Building Buggy Chips - That Work!
Building a high-performance microprocessor presents many reliability challenges. Designers must verify the correctness of large complex systems and construct implementations that work reliably in varied (and occasionally adverse) operating conditions. Failure to meet these challenges can result in serious repercussions, ranging from disgruntled users to financial damage to loss of life. In this talk, I will describe a novel design strategy, called "dynamic verification", that works to reduce the burden of correctness on complex systems. The approach creates minimally correct systems that are capable of tolerating most permanent (e.g., design errors) and transient (e.g., particle strikes) faults. I will also detail ongoing work that suggests dynamic verification could render other valuable benefits such as reduced time-to-market, decreased power consumption, and improved performance.

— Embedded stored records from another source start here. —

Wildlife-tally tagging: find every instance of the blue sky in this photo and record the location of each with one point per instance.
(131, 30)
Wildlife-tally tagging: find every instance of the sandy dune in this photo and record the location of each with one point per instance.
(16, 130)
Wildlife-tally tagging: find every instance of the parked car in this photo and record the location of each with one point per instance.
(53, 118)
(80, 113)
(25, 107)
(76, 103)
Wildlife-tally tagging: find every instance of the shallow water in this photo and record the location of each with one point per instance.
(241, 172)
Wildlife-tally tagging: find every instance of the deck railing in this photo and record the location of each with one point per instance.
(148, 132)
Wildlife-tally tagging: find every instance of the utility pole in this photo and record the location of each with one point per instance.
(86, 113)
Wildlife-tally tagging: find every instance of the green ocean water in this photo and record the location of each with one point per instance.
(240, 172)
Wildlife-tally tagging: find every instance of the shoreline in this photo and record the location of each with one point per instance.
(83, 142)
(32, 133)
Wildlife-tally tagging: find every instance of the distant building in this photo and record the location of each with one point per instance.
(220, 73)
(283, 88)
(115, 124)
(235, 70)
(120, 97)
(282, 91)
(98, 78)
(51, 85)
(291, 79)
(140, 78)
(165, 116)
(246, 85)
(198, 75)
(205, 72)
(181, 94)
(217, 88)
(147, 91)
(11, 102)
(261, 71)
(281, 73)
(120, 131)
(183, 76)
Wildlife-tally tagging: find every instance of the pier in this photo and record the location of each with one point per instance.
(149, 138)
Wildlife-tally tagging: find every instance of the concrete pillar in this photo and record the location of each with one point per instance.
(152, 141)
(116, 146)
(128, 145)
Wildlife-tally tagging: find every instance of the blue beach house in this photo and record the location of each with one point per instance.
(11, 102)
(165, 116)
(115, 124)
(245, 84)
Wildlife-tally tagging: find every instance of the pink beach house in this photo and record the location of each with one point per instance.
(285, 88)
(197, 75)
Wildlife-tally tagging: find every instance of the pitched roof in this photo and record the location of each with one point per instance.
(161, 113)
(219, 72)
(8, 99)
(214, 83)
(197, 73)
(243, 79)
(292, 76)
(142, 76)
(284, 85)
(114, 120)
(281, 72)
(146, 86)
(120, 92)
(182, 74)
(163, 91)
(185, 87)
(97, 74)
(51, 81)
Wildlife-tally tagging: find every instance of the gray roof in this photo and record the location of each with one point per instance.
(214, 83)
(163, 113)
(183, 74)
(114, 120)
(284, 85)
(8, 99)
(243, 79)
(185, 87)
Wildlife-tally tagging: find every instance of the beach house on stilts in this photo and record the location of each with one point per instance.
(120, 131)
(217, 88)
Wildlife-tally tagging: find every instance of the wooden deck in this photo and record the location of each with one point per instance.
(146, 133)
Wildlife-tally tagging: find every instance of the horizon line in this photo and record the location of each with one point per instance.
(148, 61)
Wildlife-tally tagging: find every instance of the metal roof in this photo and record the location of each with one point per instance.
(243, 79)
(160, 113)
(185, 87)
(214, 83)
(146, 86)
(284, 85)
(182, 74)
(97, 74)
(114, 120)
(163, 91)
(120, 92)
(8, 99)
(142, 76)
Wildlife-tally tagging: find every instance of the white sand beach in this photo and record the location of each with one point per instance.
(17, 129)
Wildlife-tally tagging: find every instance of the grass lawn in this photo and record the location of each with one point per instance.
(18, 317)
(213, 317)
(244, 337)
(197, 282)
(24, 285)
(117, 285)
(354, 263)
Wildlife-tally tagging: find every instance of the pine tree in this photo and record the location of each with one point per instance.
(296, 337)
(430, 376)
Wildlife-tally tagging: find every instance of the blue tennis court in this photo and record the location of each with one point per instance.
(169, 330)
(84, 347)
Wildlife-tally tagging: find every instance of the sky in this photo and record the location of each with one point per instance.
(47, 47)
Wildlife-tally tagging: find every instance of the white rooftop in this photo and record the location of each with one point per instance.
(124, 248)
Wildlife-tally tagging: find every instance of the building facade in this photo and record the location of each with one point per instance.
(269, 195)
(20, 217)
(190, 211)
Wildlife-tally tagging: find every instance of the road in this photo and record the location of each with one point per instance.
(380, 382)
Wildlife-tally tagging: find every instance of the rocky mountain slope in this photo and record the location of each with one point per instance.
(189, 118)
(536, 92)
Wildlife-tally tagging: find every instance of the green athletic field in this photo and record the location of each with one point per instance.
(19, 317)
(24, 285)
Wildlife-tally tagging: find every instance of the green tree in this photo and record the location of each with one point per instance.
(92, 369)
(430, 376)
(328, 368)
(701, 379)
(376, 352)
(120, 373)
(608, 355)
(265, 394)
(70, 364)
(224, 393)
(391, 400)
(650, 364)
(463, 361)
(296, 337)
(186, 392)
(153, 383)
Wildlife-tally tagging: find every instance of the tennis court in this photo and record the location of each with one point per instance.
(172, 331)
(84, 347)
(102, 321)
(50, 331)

Todd Austin is an Assistant Professor of Computer Science and Engineering at the University of Michigan in Ann Arbor. His research interests include computer architecture, compilers, computer system verification, and performance analysis tools and techniques. Prior to joining academia, Todd was a Senior Computer Architect in Intel's Microcomputer Research Labs, a product-oriented research laboratory in Hillsboro, Oregon. Todd is the first to take credit (but the last to accept blame) for creating the SimpleScalar tool set, a popular collection of computer system performance analysis tools. Todd received his Ph.D. in Computer Science from the University of Wisconsin in 1996.
Chalmers University of Technology
Limits on Speculative Module-level Parallelism in Imperative and Object-oriented Programs on CMP Platforms
In this work, we consider program modules, e.g. procedures, functions, and methods as the basic method to exploit speculative parallelism in existing codes. We analyze how much inherent and exploitable parallelism exist in a set of C and Java programs on a set of chip-multiprocessor architecture models, and identify what inherent program features, as well as architectural deficiencies, that limit the speedup. Our data complement previous limit studies by indicating that the programming style -- object-oriented versus imperative -- does not seem to have any noticeable impact on the achievable speedup. Further, we show that as few as eight processors are enough to exploit all of the inherent parallelism. However, memory-level data dependence resolution and thread management mechanisms of recent CMP proposals may impose overheads that severely limit the speedup obtained.
PER STENSTROM is a Professor of Computer Engineering and Vice-dean of the School of Electrical and Computer Engineering at Chalmers University of Technology, Sweden. His research interests are in computer architecture with a focus on multiprocessor systems. He has been engaged in parallel architecture projects as a visiting scientist at Carnegie-Mellon, at Stanford, and at the University of Southern California.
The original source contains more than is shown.